Upload folder using huggingface_hub

6e40c3a verified about 2 months ago

4.24 kB

	---
	language:
	- en
	- zh
	- fr
	- es
	- pt
	- de
	- it
	- ru
	- ja
	- ko
	- vi
	- th
	- ar
	license: apache-2.0
	library_name: transformers
	base_model:
	- Qwen/Qwen3-4B
	tags:
	- qwen
	- qwen3
	- causal-lm
	- qualcomm
	- ai-hub
	- on-device
	- onnx
	- qnn
	pipeline_tag: text-generation
	---

	## Qwen3-4B

	Qwen3 is the latest generation of large language models in the Qwen series, offering a comprehensive suite of dense and mixture-of-experts (MoE) models. Built upon extensive training, Qwen3 delivers groundbreaking advancements in reasoning, instruction-following, agent capabilities, and multilingual support.

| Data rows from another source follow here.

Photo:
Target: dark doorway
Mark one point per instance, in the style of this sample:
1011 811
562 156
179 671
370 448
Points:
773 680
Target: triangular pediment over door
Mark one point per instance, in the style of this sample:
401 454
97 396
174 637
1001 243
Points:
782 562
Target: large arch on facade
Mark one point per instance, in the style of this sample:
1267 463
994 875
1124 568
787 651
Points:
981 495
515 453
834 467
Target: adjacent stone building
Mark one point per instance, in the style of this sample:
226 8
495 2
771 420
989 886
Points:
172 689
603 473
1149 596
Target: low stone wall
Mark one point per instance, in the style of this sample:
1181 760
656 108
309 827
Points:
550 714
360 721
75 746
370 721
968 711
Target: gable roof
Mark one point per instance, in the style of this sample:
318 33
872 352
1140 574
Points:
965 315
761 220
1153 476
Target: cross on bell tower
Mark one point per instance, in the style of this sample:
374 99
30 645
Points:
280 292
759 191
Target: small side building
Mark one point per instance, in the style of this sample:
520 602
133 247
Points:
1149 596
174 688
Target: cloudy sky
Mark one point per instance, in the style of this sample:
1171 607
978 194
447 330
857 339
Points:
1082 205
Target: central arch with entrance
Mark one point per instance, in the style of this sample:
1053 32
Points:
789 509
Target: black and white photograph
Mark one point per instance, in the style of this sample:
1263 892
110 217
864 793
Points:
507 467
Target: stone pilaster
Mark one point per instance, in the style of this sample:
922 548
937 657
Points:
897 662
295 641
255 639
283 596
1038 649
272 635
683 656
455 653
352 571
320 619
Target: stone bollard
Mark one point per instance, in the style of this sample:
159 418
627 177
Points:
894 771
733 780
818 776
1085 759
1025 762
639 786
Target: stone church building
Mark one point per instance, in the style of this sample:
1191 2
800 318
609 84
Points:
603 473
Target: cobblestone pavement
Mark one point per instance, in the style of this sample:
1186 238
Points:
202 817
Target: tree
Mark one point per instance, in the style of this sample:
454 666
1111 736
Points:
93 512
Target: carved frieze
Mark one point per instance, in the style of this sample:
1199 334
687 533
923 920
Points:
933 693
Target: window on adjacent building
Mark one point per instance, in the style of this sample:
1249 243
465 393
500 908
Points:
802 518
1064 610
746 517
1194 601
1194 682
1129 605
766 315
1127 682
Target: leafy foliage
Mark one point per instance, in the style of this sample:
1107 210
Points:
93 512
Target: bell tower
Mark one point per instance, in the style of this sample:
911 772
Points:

	The Qwen3-4B is a state-of-the-art multilingual base language model with 4 billion parameters, excelling in language understanding, generation, coding, and mathematics.

	Model Conversion Contributor: [carrycooldude](https://github.com/carrycooldude)

	Model Stats:
	- Input sequence length for Prompt Processor: 128
	- Maximum context length: 4096
	- Quantization Type: w4a16 (4-bit weights with 16-bit activations)
	- Supported languages: 100+ languages and dialects.
	- TTFT: Time To First Token is the time it takes to generate the first response token. This is expressed as a range because it varies based on the length of the prompt. The lower bound is for a short prompt (up to 128 tokens, i.e., one iteration of the prompt processor) and the upper bound is for a prompt using the full context length (4096 tokens).
	- Response Rate: Rate of response generation after the first response token. Measured on a short prompt with a long response; may slow down when using longer context lengths.

	## Model Details

	- Type: Causal Language Models
	- Training Stage: Pretraining & Post-training
	- Architecture: Transformers with RoPE, SwiGLU, RMSNorm, and GQA (Grouped Query Attention)
	- Number of Parameters: 4.0B
	- Number of Parameters (Non-Embedding): 3.6B
	- Context Length Support: Up to 4096 tokens (optimized for on-device)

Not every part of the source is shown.